London, England — I am at the cavernous Excel Centre in the outskirts of Canary Wharf with a press corps of thousands (but only 28 from Canada) who, like me, have gone through an inscrutable two-bus switch and security process to get here April 2.

But for hours, a small spate of press conferences and a few carefully managed photo ops are really all there is to feed actual news appetites. So we’re all munching on free sandwiches and pounding out stories and broadcasts about… well, mainly we’re guessing what the story will be once the final G20 communiqué’s out.

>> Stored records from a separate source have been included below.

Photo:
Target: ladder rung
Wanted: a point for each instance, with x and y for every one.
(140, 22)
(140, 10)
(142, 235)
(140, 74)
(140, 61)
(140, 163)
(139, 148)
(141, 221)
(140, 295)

By the end of the day, it’s such a hype-fest that Brit PM Gordon Brown’s enthusiastic rundown of final agreements — on everything from reforming the global banking sector, controlling shadow banking, hedge funds, credit rating agencies and CEO compensation to kick-starting fair and sustainable international trade — has the bullshit detectors beeping pretty loud.

“The end of the Washington Consensus,” he calls it. “A new world order.” While the rhetoric soars, details are sketchy, and a lot of us are wondering just how many times these same dollars are being counted.

But here’s a surprise. Once I’m planted in row 2 for Barack Obama’s media debrief, I end up feeling differently. Unlike his UK host, the U.S. prez plays down overinflated proclamations of crisis-defeating success in favour of a more “time will tell” approach.

His promise is that if they haven’t succeeded with this meeting, they will keep meeting until they do. In a day filled with obvious grabs for political points, his signature humility is both smart and inspiring.

It helps that when he breaks into a smile — it’s like the blinds opening on a sunny day. But he’s also able to put across the fact that these leaders from Europe, China, India, Russia and Brazil are negotiating across century-wide political and economic fault lines. Given the inclusiveness of the gathering, they really got some stuff into their final communiqué.

Despite predictions to the contrary, the leaders came, saw and, if a trillion dollars of new funding to put toward shoring up the global credit crisis means anything any more, they actually did come to some agreements on coordinated action.

Don’t get me wrong. Tripling the money (to $750 billion) that the International Monetary Fund can use to lend and therefore call the shots in developing countries is profoundly worrisome. But not having money available at this time would be even more devastating.

Making his signature point about investing in poor countries, Bob Geldoff breezes through the media centre a few hours earlier. Mobbed by mics, he talks about the importance of making a real commitment to the developing world.

And he can easily call in self-interest to make the case. He points, for example, to the real possibility of eastern European countries finding themselves bankrupt. “That wouldn’t just be their problem. It would take Europe down,” he says, referring to what happened to West Germany after the Berlin Wall fell and the country struggled to integrate the failed East German economy.

In a giant “be careful what you wish for” globalized world, we are truly all one and one for all.

Meanwhile, a photo-op is where Stephen Harper scores his highest G20 profile by failing to appear for the official G20 “family portrait.” Nobody notices until the picture-taking moment is almost over. Canada is a non-issue in this global grouping, not because Harper is right-wing but mainly because he is so 20th century. The right-wing presidents of France and Germany make their mark as proponents of major new financial regulation, especially around curbing tax havens and their bank secrecy laws. Hey, I’m impressed.

Despite all the hype, the G20’s ascendance and its thrust toward global governance brings us now fully into the 21st C. Well before the grand finale, I listen to UK Financial Secretary Stephen Timms promise that tax havens are a thing of the past. “The era of bank secrecy is over,” he says. Switzerland has purportedly buckled on the thorny issue, something no one could have predicted six months ago.

But the $1 trillion for the developing world, which has long been an afterthought — even though it is mostly for the IMF — is certainly the big news. The really bad news, and this is despite the “low-carbon” verbiage of the final communiqué, is that the environment is the loser.

Certainly, the UK’s Ed Miliband, minister for Energy and Climate Change, used his briefing to spin this G20 meet as an amazing prelude to Copenhagen, the December session where a new Kyoto will be negotiated. Was he just putting on a happy face?

The clock is still ticking down to midnight for our smart and stupid little species. Let’s do our bit to see the idea of meaningful global responsibility take hold and spill into real substance at that table. If it doesn’t, then the promising gains of this G20 meeting will be a short-term fix on the way to oblivion.